There’s already a harbinger of what’s to come, should the power of secular(-ish) institutions continue to be undermined: Redding, California. The city is home to a touch under 100,000 people, as well as one of the few churches even larger than Watermark, Bethel Church. Over the course of its 50+ year existence, the church has become the most influential group in the city of Redding, with the city’s mayor sitting on the board of elders, the church picking up the tab for police officers who were set to go without wages, and possibly getting the city’s only gay bar shut down. This article from The Daily Beast goes into more detail, but the reality is already clear; this is the vision of the future that “Christian nationalism” has for all of us.
—
Back in Arizona, I spent 20 minutes just walking the streets, aimless, after leaving the IHOP. I ended up on the corner of a small road in the suburbs, and I dropped to my knees and sobbed. In a way, I’d gotten the unimaginably camp moment I had hoped for, but at that point, it was the furthest thing from my mind. Instead, I was wracked with pain, because my brother — the bright-eyed, eternally-chill, absolutely hilarious and talented photographer, the kid who’d talk your ear off about baseball, sneakers, Michael Jackson, photography, or whatever Vine he was able to recall that day — was completely gone.
He’d convinced himself that person was broken, irreparably, because society failed him. And so he turned his back on society, and embraced a world view that told him his own brother was an aberration, deserving of love on the condition that I give up the biggest part of myself, my identity as a queer man.
I was crying because he was gone, and countless other young people were, too. I was crying for all these victims of an apathetic and hyper-capitalist society, and who all decided that the only recourse was to give up on society.

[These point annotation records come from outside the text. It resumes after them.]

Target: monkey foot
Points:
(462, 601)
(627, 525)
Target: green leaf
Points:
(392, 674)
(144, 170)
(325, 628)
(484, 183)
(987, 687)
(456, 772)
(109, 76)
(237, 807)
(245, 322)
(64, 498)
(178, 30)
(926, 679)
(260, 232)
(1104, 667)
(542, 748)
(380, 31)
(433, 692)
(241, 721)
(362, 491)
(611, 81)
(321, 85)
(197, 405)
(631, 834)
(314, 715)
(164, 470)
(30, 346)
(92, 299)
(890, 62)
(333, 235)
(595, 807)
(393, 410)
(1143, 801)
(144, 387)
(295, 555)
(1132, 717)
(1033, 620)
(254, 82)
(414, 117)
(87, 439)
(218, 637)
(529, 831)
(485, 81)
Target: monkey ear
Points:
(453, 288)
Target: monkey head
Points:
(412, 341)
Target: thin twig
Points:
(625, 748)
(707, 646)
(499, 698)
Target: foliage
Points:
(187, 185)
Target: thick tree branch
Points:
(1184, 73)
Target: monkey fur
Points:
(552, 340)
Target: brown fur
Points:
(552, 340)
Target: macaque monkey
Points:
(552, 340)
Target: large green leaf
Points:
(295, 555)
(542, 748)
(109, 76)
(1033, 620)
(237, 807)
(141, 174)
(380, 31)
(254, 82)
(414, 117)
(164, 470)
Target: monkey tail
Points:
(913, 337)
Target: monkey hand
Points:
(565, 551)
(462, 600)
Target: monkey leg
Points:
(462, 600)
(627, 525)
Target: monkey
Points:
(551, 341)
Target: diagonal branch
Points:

And I was crying for myself, and all those who see the threats, who have felt the pain, and yet still chose to not give up on society; I was crying for the hopelessness we all feel in the face of evil.
And now today, I’m sitting here with a pit in my stomach, because “Christian nationalism” is just the most overt uniting of the rise of the alt-right online with the longer, more subdued, rise of fundamentalist Christianity. It’s the force that led us to the Dobbs decision, the force that motivates the court to overturn decisions in Obergefell, Lawrence, and Griswold, the force motivating every further push to create distance between the pulpit and the public, whether preached in a church or forum post.
That phrase is the distillation of years and years of resentment for a society that’s failed every single person who isn’t the beneficiary of wealth, whiteness, and a Y-Chromosome (among other things), and the fracturing that was inevitably going to happen. This is the singularity for isolationism in the US, and it’s a damn shame it’s come to pass. The decision in Dobbs is just the latest mile marker on the long road we’ve been rolling down for decades, and it looks unlikely for our slide down the slope to stop.